Pilli radyolarda yıllarca İran Irak savaşının ilk anons olmasından bıkan Türk milleti, ABD güdümünde Müslüman kanı akıtan Saddam’ı kolay unutmuş olamaz.
Yıllarca bölgede katliamlarını maşa kullanarak yapan Haçlı zihniyeti, dünün Osmanlı topraklarında bugün artık birinci elden işgalcidir.
Saddam’ın asılmasıyla Dünyaya verilmek istenen birçok mesajlar vardır.
Özellikle de İslam Dünyasına.
Biz kalkıp buradan sıralama yapmaya gerek görmüyoruz.
Mesaj, herkesin anlayacağı münasip(!) dil ile alenen veriliyor zaten.

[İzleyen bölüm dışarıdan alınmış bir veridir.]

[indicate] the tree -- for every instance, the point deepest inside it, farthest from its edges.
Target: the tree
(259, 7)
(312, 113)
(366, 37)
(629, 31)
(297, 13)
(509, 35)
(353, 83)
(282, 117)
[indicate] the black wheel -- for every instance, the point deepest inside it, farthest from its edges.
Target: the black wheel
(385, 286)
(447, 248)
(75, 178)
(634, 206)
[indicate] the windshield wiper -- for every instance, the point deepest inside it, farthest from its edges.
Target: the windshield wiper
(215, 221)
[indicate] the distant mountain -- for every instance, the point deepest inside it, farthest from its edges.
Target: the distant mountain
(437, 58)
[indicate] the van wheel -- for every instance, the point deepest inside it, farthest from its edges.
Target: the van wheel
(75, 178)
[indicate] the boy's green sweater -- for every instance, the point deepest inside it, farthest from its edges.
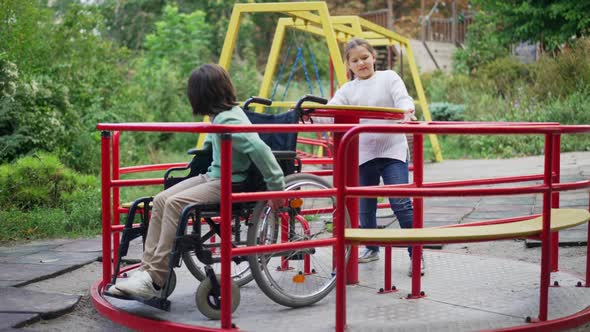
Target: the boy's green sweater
(247, 148)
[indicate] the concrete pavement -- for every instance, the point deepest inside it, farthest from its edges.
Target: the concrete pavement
(29, 263)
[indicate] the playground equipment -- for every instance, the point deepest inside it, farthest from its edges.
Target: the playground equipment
(308, 273)
(262, 248)
(313, 17)
(543, 227)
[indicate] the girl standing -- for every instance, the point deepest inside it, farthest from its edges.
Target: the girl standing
(381, 156)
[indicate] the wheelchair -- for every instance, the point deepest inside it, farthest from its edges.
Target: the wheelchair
(292, 278)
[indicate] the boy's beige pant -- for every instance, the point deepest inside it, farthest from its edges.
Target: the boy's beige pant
(166, 210)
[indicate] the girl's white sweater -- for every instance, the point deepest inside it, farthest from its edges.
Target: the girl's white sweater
(384, 89)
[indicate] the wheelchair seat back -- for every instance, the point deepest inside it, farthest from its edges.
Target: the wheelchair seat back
(278, 142)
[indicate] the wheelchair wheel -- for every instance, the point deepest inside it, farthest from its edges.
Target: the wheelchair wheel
(241, 273)
(172, 283)
(299, 277)
(210, 305)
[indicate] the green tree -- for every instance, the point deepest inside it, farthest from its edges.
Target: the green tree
(482, 46)
(551, 23)
(180, 39)
(24, 26)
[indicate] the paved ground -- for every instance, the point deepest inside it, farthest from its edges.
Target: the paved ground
(43, 280)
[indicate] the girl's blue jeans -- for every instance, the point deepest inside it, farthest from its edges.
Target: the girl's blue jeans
(392, 171)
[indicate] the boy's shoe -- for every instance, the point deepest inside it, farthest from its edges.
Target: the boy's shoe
(140, 284)
(112, 290)
(368, 255)
(422, 268)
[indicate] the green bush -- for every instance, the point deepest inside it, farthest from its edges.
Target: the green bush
(40, 181)
(504, 76)
(481, 46)
(447, 112)
(565, 74)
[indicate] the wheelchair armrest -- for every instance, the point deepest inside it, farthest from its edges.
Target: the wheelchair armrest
(174, 169)
(282, 155)
(195, 151)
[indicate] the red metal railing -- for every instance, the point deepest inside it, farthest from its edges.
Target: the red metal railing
(345, 190)
(419, 190)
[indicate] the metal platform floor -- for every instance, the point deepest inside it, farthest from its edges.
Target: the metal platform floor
(463, 293)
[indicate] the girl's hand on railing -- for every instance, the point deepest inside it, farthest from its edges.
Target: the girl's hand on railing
(409, 115)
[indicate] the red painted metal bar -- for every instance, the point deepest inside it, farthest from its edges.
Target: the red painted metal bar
(265, 195)
(387, 278)
(327, 172)
(352, 179)
(546, 233)
(149, 168)
(571, 186)
(418, 213)
(484, 181)
(226, 249)
(390, 191)
(136, 322)
(260, 249)
(116, 191)
(559, 324)
(588, 251)
(326, 161)
(493, 222)
(331, 78)
(338, 231)
(417, 127)
(105, 145)
(136, 182)
(555, 200)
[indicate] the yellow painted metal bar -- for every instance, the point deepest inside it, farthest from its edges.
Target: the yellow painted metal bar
(230, 38)
(422, 101)
(334, 29)
(279, 7)
(383, 31)
(273, 56)
(332, 42)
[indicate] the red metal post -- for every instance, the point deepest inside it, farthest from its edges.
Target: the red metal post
(331, 78)
(418, 213)
(116, 190)
(284, 239)
(350, 179)
(546, 233)
(555, 201)
(105, 153)
(338, 231)
(225, 206)
(387, 281)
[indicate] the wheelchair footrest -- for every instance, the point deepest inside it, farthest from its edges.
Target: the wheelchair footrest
(297, 255)
(156, 302)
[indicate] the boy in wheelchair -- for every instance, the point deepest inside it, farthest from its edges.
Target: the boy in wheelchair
(210, 92)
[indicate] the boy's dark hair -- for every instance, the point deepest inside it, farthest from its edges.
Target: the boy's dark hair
(210, 90)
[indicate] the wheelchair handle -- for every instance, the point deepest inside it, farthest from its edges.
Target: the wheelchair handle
(256, 100)
(316, 99)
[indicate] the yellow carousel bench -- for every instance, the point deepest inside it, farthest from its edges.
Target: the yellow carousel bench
(560, 219)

Dünya zalim idarecilerin elindedir!
Medeniyet, insan hakları, demokrasi veya birkaç süslü ideoloji bu acı gerçeğin payandalarıdır sadece.
Osmanlı gitmiş, iş bitmiş!
Oğul Bush, kendisine karşı gelen eski kankasını "katil" addedere, ipe çekmiş. Bayramı görmesin diye de talimat vermiş!
Kurmak istedikleri düzenin ana kaynağında "duygular" hakim.
Bu duyguların ekseninde de "inançlar".
"Bayramı görmesin" derken de, "bu bir haçlı seferidir" açıklamasında da duygular bellidir.
Dil sürçmemiş, bilakis vurgu yapılmış.
Durum bu kadar açıkken bizim uğraştığımız şeylere bakın!